The value of software systems are affected by many drivers as they become more complex; many of them are not given their due importance, especially software maintenance. If a problem is solved with too complex a solution, a company might end up paying too much for developers with the necessary expertise, or for training staff to understand the implemented IT system.
Prominent examples are common financial models in the area of quantitative finance, like the LIBOR interest rate model, or credit default swap calculators. They can evolve into complex software solutions, comprising notoriously unstable data IO from various sources, a non-trivial mathematical simulation engine, various calibration procedures including manual parameter changes etc.
Such models are often implemented as large-scale Monte Carlo simulations. To optimize their performance, several enhancements can be made to the Monte Carlo framework (e.g., variance reduction techniques, drift corrections etc.), yet this makes the code base larger and more prone to errors. In the end, such non-trivial enhancements will increase complexity and might drive up the costs of implementing, operating and maintaining those models.

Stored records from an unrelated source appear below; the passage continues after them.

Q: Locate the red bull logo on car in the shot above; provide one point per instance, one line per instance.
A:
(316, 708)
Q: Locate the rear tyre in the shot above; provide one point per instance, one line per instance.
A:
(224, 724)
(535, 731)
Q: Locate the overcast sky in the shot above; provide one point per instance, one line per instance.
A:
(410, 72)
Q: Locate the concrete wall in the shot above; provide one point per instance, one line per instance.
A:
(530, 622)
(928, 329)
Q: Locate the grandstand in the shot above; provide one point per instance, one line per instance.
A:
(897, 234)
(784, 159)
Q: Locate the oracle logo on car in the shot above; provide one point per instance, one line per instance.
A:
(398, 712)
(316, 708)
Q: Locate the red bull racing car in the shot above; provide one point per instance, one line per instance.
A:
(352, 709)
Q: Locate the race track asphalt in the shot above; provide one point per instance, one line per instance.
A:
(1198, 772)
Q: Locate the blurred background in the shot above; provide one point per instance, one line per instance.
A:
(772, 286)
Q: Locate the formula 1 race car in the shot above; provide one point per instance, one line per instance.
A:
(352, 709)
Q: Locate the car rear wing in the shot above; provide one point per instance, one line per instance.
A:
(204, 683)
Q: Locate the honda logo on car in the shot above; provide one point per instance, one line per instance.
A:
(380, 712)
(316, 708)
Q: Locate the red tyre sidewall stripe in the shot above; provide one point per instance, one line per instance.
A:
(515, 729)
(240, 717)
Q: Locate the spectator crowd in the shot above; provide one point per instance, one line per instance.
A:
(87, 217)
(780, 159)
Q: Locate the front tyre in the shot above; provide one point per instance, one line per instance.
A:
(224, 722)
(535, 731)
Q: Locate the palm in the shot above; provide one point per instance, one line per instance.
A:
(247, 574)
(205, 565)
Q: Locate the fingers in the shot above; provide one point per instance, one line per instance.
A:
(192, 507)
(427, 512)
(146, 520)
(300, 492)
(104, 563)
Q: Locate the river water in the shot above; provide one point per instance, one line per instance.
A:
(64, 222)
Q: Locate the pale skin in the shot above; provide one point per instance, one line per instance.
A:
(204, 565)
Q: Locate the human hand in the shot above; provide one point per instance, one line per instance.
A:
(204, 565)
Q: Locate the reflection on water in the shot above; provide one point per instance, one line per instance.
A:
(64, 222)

An alternative can be to avoid complexity and find simple IT architectures (e.g., parallelization, Web distribution, computation by screen saver) by exploiting cheap CPU power, much like in the SETI@home project. This tries to trade complexity versus raw computational power and utilization of unused resources, or in short, LOC vs. FLOPS.
Right now, such low-cost parallelization methods exist, but they are not readily applicable as they often provide too complicated features for the models at hand, which have been dubbed "embarrassingly parallel" problems.
The goal of this project is to find minimal-complexity IT architectures to address the modeling issues in this rich category of
applications: easy setup and maintenance; costs in model results per $; security; performance; reliability; transparency.